Many of you turned this into a much more complicated question than necessary. I think that careful reading of the question (which has a lot of embedded hints) would have helped.
a. The simplest and most accurate way to determine the exon/intron boundaries would be to determine the nucleotide sequences of the genomic and cDNA clones. Comparison of the nucleotide sequences would immediately reveal the precise locations of the introns, which would be present only in the genomic clone.
b. There are numerous ways to create mutations throughout a cDNA clone. I gave credit for any reasonable approach, including (i) systematic "linker substitution;" (ii) PCR mutagenesis; (iii) cleavage at different sites with restriction enzymes, treatment with exonuclease to generate deletions, and ligation. Most of you forgot to point out that, whatever method of mutagenesis is used, the reading frame must be preserved. I did not deduct credit for this common omission.

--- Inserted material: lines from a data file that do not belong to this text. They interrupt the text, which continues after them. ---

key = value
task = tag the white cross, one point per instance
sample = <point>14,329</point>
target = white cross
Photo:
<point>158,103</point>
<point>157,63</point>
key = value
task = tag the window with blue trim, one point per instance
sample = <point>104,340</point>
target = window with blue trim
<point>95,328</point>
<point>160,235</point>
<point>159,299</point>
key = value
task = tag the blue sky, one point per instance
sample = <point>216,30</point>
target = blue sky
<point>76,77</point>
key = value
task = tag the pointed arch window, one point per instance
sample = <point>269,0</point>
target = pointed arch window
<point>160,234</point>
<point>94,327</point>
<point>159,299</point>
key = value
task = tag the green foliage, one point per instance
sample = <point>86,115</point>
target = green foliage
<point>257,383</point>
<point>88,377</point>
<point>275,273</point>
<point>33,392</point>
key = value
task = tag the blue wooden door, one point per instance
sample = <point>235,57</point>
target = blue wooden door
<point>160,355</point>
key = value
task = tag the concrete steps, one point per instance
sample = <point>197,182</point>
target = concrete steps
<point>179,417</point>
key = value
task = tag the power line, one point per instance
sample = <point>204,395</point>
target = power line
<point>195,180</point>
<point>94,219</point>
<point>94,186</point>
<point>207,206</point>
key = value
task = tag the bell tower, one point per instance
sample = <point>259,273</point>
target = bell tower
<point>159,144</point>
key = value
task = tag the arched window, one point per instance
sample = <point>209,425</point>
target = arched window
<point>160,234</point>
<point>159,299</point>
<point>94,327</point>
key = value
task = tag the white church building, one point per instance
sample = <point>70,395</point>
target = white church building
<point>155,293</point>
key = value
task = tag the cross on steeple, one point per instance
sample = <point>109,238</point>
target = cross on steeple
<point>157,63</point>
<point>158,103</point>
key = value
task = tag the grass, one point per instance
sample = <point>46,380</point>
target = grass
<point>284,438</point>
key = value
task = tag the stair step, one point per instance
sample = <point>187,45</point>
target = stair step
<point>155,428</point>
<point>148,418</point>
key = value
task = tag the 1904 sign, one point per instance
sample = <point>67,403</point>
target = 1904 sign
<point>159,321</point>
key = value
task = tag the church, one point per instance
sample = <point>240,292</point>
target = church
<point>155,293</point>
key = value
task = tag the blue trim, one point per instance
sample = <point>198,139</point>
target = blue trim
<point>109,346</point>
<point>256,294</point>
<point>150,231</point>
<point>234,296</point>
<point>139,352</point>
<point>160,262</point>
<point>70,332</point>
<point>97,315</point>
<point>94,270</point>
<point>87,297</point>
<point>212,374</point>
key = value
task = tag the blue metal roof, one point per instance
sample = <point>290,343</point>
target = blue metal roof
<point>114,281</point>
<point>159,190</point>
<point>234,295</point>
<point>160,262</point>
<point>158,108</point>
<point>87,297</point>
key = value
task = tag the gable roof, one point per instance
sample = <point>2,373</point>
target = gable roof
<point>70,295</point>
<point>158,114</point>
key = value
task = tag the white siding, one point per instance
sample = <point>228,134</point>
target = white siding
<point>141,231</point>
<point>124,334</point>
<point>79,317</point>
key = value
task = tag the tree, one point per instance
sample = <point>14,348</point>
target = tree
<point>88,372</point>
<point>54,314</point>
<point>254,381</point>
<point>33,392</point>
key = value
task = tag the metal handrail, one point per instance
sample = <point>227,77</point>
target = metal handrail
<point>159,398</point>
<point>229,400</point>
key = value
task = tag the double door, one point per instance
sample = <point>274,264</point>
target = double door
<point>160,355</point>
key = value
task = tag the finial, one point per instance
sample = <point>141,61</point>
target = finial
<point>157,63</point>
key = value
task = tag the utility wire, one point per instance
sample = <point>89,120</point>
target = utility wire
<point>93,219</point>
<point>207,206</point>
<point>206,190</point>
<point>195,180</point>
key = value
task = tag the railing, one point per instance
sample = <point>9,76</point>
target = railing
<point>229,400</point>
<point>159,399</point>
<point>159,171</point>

Many of you neglected the next step. How can the mutated cDNAs be converted
to mutated proteins, since only proteins can be tested for function? The
simplest approach was discussed in class: in vitro transcription of the
mutated cDNAs followed by in vitro translation to generate protein products
that could then be tested in the in vitro assay for PSI protein function.
An alternative approach, suggested by many of you, is to overexpress the
mutated cDNAs in bacteria, purify the proteins from bacteria, and then test
the purified proteins in the in vitro assay. The cDNAs could also have been
overexpressed in other systems, such as insect cells.